Сам не знаю, почему я не сделал этого, то ли от растерянности, то ли мне показалось неудобным называть его, после того как он выкликнул мое имя. Митя не выказал ни малейшей обиды, но его благодушие рухнуло в ту минуту, когда большинством голосов я был выбран санитаром. В мои обязанности входило носить нарукавный красный крест и осматривать перед уроком руки и шеи учеников, отмечая грязнуль крестиками в тетрадке. Получивший три крестика должен был или вымыться, или привести в школу родителей. Казалось бы, ничего особенно заманчивого в этой должности не было, но у Мити помутился разум от зависти. Целый вечер после злополучных выборов он звонил ко мне домой по телефону и голосом, полным ядовитого сарказма и муки, требовал «товарища санитара». Я подходил. «Товарищ санитар?» - «Да!» - «А, черт бадянский!» - кричал он и швырял трубку. Лишь от большой злобы можно придумать какого-то «черта бадянского». Я так и не выяснил, что это: фамилия нечистого или какое-то загадочное и отвратительное качество?

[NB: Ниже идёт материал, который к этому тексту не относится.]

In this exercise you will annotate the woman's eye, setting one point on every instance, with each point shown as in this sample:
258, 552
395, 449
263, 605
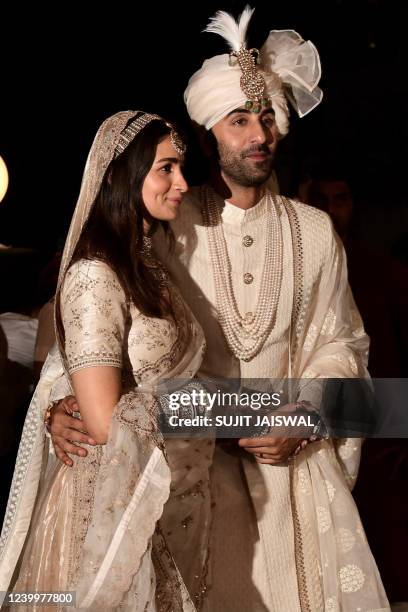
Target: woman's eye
240, 121
269, 121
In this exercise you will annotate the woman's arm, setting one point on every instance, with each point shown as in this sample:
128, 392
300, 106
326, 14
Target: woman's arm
94, 312
97, 391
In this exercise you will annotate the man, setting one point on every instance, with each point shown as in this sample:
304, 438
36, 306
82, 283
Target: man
265, 277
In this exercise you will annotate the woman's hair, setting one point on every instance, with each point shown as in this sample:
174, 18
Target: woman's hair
114, 231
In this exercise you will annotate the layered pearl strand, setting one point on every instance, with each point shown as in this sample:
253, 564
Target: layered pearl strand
245, 334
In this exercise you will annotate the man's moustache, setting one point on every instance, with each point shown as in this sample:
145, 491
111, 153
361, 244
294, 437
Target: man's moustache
258, 149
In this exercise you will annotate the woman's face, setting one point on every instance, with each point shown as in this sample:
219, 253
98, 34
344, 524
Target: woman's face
164, 185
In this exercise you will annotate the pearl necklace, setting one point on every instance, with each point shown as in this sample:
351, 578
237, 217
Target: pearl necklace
245, 334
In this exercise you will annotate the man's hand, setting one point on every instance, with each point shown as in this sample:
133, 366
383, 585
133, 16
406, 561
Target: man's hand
270, 450
67, 431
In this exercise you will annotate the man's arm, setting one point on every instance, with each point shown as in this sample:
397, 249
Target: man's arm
67, 431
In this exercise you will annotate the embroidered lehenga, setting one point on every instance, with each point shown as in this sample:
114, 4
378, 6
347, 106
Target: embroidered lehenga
94, 528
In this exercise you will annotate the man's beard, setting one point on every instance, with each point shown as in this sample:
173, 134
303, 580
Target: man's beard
242, 170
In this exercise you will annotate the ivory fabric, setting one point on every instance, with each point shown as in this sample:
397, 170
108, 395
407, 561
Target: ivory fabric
94, 529
289, 66
245, 536
115, 498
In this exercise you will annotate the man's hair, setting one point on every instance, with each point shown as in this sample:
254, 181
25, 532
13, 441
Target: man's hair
114, 231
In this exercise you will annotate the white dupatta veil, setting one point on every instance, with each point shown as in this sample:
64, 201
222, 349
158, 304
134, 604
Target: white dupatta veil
122, 539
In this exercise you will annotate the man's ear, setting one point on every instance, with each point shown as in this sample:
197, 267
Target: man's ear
207, 141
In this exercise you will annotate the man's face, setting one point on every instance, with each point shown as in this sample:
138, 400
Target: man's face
246, 145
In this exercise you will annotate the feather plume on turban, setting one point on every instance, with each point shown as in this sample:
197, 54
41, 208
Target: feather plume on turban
289, 66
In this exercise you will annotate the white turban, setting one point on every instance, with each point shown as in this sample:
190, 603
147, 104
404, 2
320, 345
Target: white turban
289, 65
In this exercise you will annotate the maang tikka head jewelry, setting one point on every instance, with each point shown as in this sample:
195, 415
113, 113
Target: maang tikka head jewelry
129, 133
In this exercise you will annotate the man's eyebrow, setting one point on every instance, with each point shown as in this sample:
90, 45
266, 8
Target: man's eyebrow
267, 111
238, 110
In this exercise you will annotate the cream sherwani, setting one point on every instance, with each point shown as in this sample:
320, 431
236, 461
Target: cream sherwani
253, 564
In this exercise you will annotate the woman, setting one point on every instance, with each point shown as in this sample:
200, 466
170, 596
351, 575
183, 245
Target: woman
121, 326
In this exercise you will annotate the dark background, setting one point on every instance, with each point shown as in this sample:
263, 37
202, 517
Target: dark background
62, 74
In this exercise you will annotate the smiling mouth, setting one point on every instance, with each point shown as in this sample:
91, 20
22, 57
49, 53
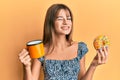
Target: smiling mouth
65, 27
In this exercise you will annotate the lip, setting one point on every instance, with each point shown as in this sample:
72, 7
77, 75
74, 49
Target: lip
65, 27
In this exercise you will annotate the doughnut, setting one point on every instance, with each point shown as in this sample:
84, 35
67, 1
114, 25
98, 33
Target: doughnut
101, 41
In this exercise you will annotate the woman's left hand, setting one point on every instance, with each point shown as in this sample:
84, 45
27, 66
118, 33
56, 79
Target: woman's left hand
101, 57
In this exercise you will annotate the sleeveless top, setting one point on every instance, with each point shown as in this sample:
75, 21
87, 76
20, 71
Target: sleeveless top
64, 69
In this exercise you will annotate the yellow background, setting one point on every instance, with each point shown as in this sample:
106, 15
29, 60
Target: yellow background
22, 20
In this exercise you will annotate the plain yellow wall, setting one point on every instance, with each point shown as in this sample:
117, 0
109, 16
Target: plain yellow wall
22, 20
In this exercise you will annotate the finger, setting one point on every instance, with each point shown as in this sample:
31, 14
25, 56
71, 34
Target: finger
106, 53
25, 59
102, 55
106, 48
99, 57
22, 52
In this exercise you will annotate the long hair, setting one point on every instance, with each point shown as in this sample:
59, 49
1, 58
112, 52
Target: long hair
50, 20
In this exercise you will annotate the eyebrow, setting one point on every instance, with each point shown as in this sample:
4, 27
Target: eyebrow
62, 16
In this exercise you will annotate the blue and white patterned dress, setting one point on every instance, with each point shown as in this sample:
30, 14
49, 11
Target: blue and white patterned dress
64, 69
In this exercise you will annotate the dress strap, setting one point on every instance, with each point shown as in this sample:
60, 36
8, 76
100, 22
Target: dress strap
82, 49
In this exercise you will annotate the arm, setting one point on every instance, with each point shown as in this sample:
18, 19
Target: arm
29, 74
99, 59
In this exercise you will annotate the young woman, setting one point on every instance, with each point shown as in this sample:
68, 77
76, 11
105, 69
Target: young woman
64, 58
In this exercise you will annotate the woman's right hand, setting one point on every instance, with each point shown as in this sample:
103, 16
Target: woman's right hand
24, 57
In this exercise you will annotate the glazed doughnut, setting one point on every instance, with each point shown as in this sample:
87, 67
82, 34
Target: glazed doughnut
101, 41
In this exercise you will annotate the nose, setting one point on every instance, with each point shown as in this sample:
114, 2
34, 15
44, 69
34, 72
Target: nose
65, 21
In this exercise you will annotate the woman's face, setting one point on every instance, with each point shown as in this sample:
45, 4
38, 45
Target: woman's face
63, 23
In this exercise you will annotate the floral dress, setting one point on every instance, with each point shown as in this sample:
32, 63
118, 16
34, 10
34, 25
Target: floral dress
64, 69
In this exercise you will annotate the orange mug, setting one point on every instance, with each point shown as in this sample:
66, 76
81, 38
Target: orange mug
35, 48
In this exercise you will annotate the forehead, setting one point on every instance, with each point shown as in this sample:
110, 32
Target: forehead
63, 12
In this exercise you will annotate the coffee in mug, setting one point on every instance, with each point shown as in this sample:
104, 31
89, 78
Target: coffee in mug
35, 48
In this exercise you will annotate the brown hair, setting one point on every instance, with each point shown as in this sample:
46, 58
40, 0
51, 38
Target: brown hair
49, 23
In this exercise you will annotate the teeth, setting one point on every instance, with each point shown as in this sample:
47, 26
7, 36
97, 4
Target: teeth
65, 28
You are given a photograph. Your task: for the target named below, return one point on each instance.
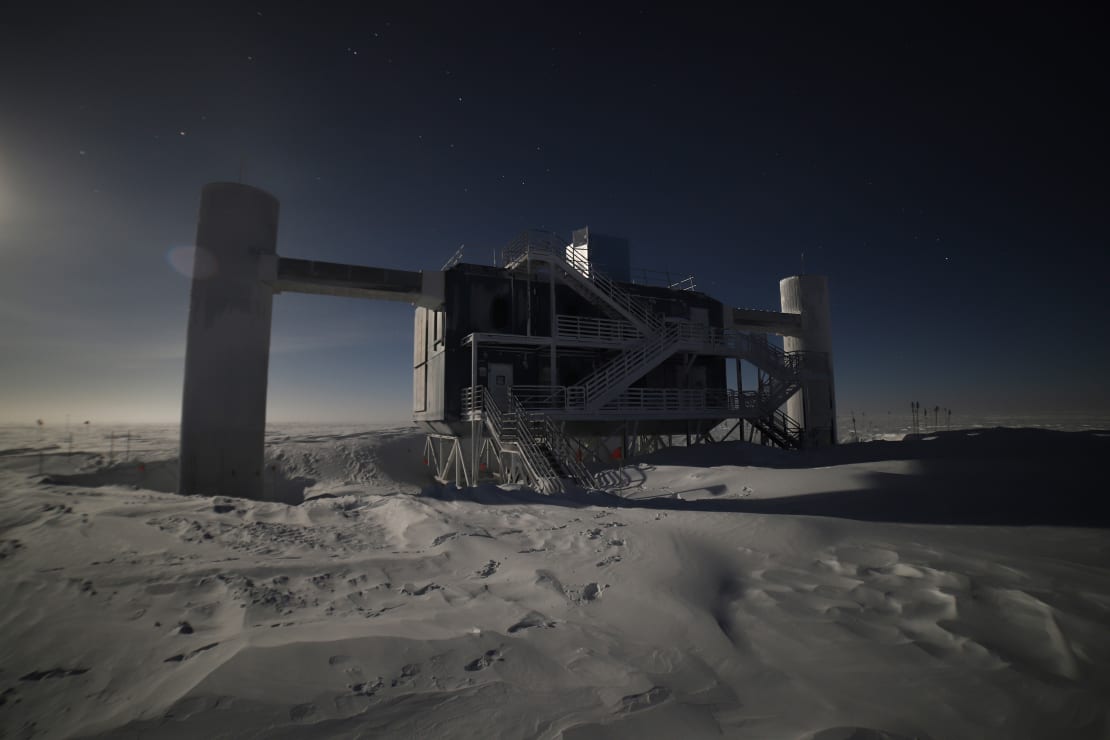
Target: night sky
(948, 173)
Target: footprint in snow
(486, 660)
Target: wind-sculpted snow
(384, 606)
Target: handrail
(535, 462)
(455, 259)
(589, 327)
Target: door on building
(498, 381)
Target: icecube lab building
(541, 370)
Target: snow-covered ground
(956, 585)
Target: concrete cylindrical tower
(815, 407)
(223, 411)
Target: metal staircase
(661, 340)
(608, 381)
(598, 289)
(544, 454)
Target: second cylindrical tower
(815, 406)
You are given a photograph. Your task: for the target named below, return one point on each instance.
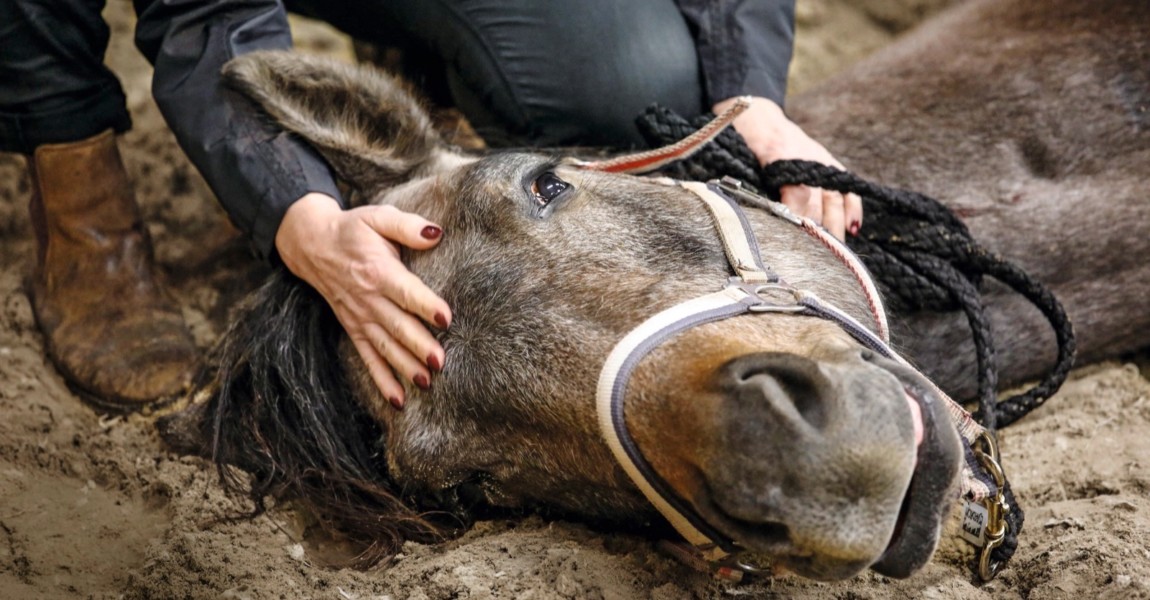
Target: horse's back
(1030, 118)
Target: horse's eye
(546, 187)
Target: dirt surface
(98, 508)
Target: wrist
(763, 125)
(300, 223)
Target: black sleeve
(255, 169)
(744, 46)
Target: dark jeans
(547, 72)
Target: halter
(756, 289)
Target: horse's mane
(281, 408)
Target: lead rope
(921, 253)
(943, 279)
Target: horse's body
(1032, 121)
(780, 430)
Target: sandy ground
(98, 508)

К чему я так подробно рассказываю о своих отношениях с другим мальчиком? Митина вздорность, перепады настроения, чувствительные разговоры и всегдашняя готовность к ссоре, хотя бы ради сладости примирения, стали казаться мне непременной принадлежностью дружбы. Сблизившись с Павликом, я долго не понимал, что нашел иную, настоящую дружбу. Мне казалось, что я просто покровительствую робкому чужаку. Поначалу так оно, в известной мере, и было. Павлик недавно переехал в наш дом и ни с кем не свел приятельства, он был из тех несчастных ребятишек, которых выгуливали в Лазаревском и церковном садах.

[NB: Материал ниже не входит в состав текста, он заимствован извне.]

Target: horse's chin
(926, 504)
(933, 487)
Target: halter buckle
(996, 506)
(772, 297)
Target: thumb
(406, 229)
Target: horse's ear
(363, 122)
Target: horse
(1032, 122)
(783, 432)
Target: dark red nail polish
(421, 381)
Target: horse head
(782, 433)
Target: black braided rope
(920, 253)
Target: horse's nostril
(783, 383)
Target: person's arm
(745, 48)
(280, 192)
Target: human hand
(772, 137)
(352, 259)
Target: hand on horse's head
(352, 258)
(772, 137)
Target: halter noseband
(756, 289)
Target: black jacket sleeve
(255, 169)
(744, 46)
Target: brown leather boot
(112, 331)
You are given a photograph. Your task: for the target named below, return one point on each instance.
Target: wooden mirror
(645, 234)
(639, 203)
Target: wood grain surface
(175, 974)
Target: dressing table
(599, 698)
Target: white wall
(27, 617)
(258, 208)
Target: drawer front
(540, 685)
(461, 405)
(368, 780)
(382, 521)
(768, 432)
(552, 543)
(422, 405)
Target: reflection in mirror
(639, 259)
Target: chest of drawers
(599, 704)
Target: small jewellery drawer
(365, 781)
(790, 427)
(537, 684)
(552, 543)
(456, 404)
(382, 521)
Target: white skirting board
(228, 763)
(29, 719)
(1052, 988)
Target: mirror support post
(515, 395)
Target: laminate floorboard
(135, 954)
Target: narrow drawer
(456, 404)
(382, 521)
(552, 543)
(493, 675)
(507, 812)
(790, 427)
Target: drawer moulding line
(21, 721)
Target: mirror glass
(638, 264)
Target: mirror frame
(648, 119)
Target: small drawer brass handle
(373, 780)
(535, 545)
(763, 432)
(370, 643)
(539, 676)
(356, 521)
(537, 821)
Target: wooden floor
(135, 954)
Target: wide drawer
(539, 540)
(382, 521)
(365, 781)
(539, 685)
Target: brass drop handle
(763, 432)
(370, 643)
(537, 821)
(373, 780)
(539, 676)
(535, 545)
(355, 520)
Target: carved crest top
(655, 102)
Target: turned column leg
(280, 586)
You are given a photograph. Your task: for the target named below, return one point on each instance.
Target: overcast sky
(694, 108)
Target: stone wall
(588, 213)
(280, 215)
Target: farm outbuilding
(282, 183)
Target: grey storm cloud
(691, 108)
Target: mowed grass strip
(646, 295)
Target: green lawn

Этой строгостью исчерпалась до дна родительская забота о Павлике. В последующие годы никогда я не видел, чтобы Павлику что-либо запрещалось или навязывалось. Он пользовался полной самостоятельностью. Родительской опеке он предоставил своего младшего брата, а себя воспитывал сам. Я вовсе не шучу: так оно было на самом деле. Павлика любили в семье, и он любил родителей, но отказывал им в праве распоряжаться собой, своими интересами, распорядком дня, знакомствами, привязанностями и перемещением в пространстве. И тут он был куда свободнее меня, опутанного домашними табу. Тем не менее первую скрипку в наших отношениях играл я. И не только потому, что был местным старожилом. Мое преимущество заключалось в том, что я не догадывался о нашей дружбе. По-прежнему я считал своим лучшим другом Митю Гребенникова. Даже удивительно, как ловко заставлял он меня играть в спектакле под названием «Святая дружба». Ему нравилось ходить со мной в обнимку по школьным коридорам и фотографироваться вместе на Чистых прудах. Я смутно подозревал, что Митя выгадывает на этом какие-то малости: в школе, что там ни говори, ему льстила дружба с «товарищем санитаром», а под прицелом Чистопрудного «пушкаря» он наслаждался превосходством своей тонкой девичьей красоты над моей скуластой, широконосой заурядностью. Пока фотограф колдовал под черной тряпкой, Чистопрудные кумушки наперебой восторгались Митиными глазами - «черносливом», прической с противным названием «бубикопф» и кокетливым черным бантом на груди. «Девочка, ну просто девочка!» - захлебывались они, и ему, дураку, это льстило!